8. Il y a une raison pour laquelle on expose des personnages avant de les utiliser. Baccano aligne un casting étouffant de personnages sympathiques d'aspect mais désagréablement inconnus. Après quelques épisodes à laisser ces considérations de côté, je me suis rendu compte que beaucoup de scènes manquaient cruellement de saveur. Allez-y, expliquez donc à cette enfant le terrible sort qu'a subi son frère, je ne suis même pas sûr de pouvoir donner leur donner un nom; quant à savoir quelle était leur place dans la vaste intrigue de Baccano, oublions.

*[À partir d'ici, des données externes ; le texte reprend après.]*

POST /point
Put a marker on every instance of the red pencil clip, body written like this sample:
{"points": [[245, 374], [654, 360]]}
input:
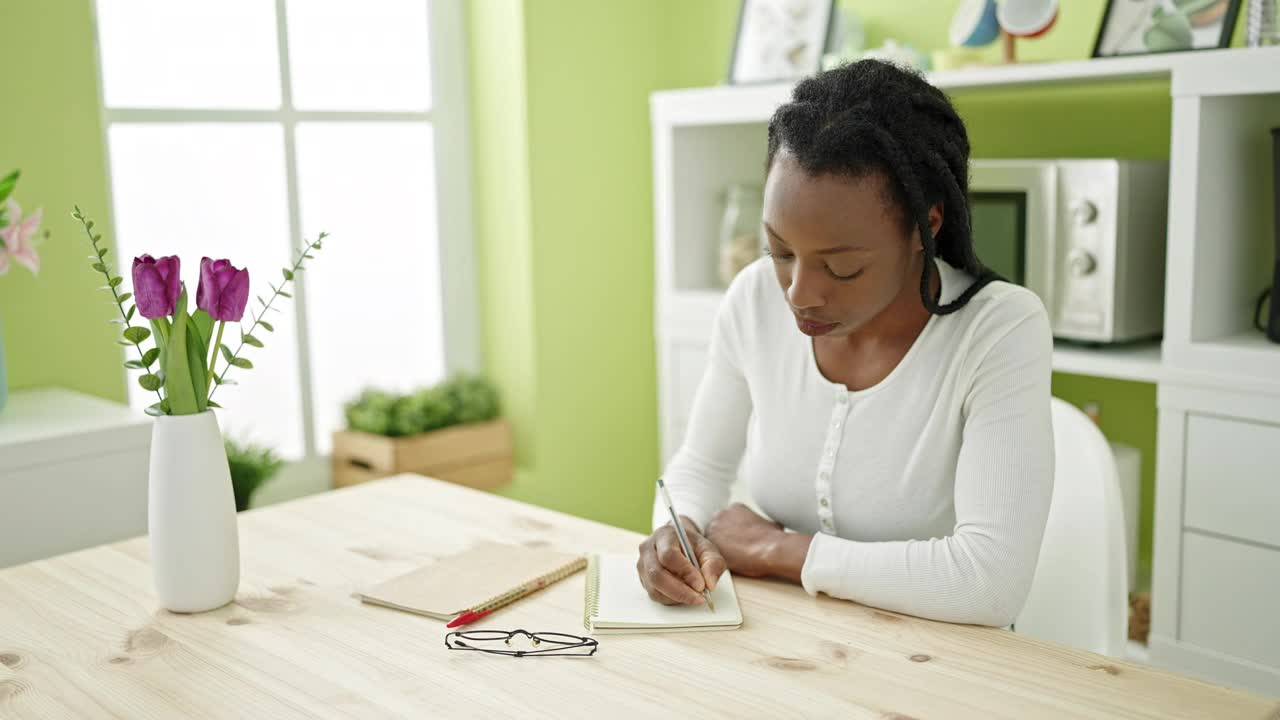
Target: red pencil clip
{"points": [[469, 616]]}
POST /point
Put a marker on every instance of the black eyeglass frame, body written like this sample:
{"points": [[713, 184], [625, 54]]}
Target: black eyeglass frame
{"points": [[557, 650]]}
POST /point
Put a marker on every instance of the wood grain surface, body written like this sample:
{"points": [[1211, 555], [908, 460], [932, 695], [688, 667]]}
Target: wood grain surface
{"points": [[81, 637]]}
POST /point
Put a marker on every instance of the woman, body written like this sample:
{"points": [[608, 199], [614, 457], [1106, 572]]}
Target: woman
{"points": [[891, 406]]}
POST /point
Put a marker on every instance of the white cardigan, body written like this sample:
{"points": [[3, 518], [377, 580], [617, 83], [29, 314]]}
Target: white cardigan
{"points": [[927, 493]]}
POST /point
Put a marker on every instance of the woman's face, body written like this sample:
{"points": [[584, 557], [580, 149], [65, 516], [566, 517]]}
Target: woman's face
{"points": [[839, 249]]}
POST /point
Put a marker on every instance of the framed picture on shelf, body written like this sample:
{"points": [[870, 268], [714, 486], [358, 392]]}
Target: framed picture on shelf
{"points": [[780, 40], [1141, 27]]}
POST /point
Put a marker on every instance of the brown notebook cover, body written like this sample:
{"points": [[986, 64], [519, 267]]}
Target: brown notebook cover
{"points": [[488, 574]]}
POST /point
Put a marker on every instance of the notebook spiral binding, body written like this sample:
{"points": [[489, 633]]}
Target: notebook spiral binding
{"points": [[592, 605], [531, 586]]}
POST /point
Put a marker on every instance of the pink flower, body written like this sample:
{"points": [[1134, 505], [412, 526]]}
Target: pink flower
{"points": [[223, 290], [16, 238], [156, 285]]}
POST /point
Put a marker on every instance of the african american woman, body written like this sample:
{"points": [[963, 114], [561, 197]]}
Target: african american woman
{"points": [[890, 408]]}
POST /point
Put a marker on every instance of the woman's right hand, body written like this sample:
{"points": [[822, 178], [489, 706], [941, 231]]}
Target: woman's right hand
{"points": [[668, 575]]}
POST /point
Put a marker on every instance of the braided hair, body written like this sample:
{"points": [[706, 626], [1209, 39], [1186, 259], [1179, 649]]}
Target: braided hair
{"points": [[872, 117]]}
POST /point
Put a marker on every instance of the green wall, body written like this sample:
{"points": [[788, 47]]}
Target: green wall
{"points": [[55, 324], [563, 209]]}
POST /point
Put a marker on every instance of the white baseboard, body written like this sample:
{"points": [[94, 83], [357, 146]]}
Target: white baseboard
{"points": [[1214, 666]]}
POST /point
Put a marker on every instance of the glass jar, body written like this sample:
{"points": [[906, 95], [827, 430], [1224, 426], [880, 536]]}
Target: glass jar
{"points": [[741, 237]]}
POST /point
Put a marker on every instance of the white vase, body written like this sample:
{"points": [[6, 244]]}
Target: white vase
{"points": [[195, 547]]}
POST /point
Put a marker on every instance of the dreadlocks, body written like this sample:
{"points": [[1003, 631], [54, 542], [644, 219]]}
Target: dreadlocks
{"points": [[873, 117]]}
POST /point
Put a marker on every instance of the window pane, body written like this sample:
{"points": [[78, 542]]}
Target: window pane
{"points": [[368, 55], [188, 54], [218, 190], [374, 291]]}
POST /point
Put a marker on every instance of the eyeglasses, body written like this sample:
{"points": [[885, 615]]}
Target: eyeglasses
{"points": [[498, 642]]}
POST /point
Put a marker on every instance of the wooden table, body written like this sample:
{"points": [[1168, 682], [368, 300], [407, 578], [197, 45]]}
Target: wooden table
{"points": [[81, 637]]}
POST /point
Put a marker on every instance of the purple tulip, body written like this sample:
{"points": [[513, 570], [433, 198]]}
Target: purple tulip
{"points": [[156, 285], [223, 290]]}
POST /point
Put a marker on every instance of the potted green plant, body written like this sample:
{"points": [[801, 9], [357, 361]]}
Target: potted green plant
{"points": [[251, 466], [452, 431]]}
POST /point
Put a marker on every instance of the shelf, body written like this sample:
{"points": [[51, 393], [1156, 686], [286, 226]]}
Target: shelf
{"points": [[1246, 359], [1240, 71], [1139, 361]]}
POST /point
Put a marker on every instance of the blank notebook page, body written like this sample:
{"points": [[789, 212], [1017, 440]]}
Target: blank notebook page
{"points": [[616, 602]]}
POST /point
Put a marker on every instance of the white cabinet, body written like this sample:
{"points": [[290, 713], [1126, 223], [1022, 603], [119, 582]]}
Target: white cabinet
{"points": [[1215, 604], [73, 473], [1216, 577]]}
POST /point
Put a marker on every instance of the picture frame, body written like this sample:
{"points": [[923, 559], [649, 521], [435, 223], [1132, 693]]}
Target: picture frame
{"points": [[780, 40], [1143, 27]]}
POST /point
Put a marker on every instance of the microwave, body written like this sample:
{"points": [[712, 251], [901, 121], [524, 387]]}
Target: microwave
{"points": [[1086, 235]]}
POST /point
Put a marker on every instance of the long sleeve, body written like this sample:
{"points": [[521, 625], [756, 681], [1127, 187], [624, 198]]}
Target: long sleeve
{"points": [[704, 468], [1004, 478]]}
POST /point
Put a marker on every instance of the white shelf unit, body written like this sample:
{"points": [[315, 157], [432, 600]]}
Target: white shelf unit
{"points": [[73, 473], [1208, 364]]}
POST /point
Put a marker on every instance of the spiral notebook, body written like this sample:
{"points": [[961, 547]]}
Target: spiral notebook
{"points": [[616, 602], [487, 577]]}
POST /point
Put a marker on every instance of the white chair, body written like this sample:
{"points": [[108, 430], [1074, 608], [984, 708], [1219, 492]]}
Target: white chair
{"points": [[1080, 592]]}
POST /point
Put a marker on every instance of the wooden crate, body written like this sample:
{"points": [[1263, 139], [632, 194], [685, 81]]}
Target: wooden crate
{"points": [[478, 455]]}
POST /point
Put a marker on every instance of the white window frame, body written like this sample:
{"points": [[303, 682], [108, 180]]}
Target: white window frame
{"points": [[448, 119]]}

1. Dans une pièce sombre et encombrée d'une impressionnante quantitée de journaux et de papiers divers, un monocle à l'oeil, l'élégant vice-président d'une agence de renseignements doublé par Norio Wakamoto enseigne à une gamine espiègle en quoi consiste l'art – et quel art... ! – de raconter une histoire. D'après lui, puisque les évènements dont parle Baccano réunissent chacun une multitude de personnages aux motifs divers, sont le fruit de coïncidences complexes et ne sont expliquables que dans leur intrication, il faut renoncer à leur trouver un commencement et un protagoniste uniques. Ainsi justifie-t-on que le récit soit raconté par une quinzaine de personnages différents, et qu'aux conséquences soient juxtaposées les causes: au Diable la chronologie
11. Shots have been fired. Que reste-t-il au final de Baccano, somme de jolies qualités et de défauts frôlant la catastrophe? Eh bien, un anime somme toute correct qui, si l'on oublie l'agonie des derniers épisodes, ne se départit jamais complètement de ses bonnes intentions. Son ambiance jazzy est réussie, son setting est sexy, ses gunfights sont convaincants. L'écriture est par contre décevante, et ne parvient pas à motiver un affront aussi violent à la chronologie, rendant par moments l'anime plus pénible qu'excitant à regarder. Tristement, je ne retiens aucun grand moment, aucune grande scène de Baccano, juste un patchwork de scènes entre panache et médiocrité. Je m'attendais à mieux, et pas mal de choses m'ont sérieusement énervé dans ce que Baccano a maladroitement oublié de faire. Bah! Isaac et Miria à eux seuls méritent bien la moyenne, les gunfights à bord du Pussyfoot tout autant, et je veux bien accorder à Baccano un sixième point pour sa volonté salvatrice de changer les habitudes de la japanimation.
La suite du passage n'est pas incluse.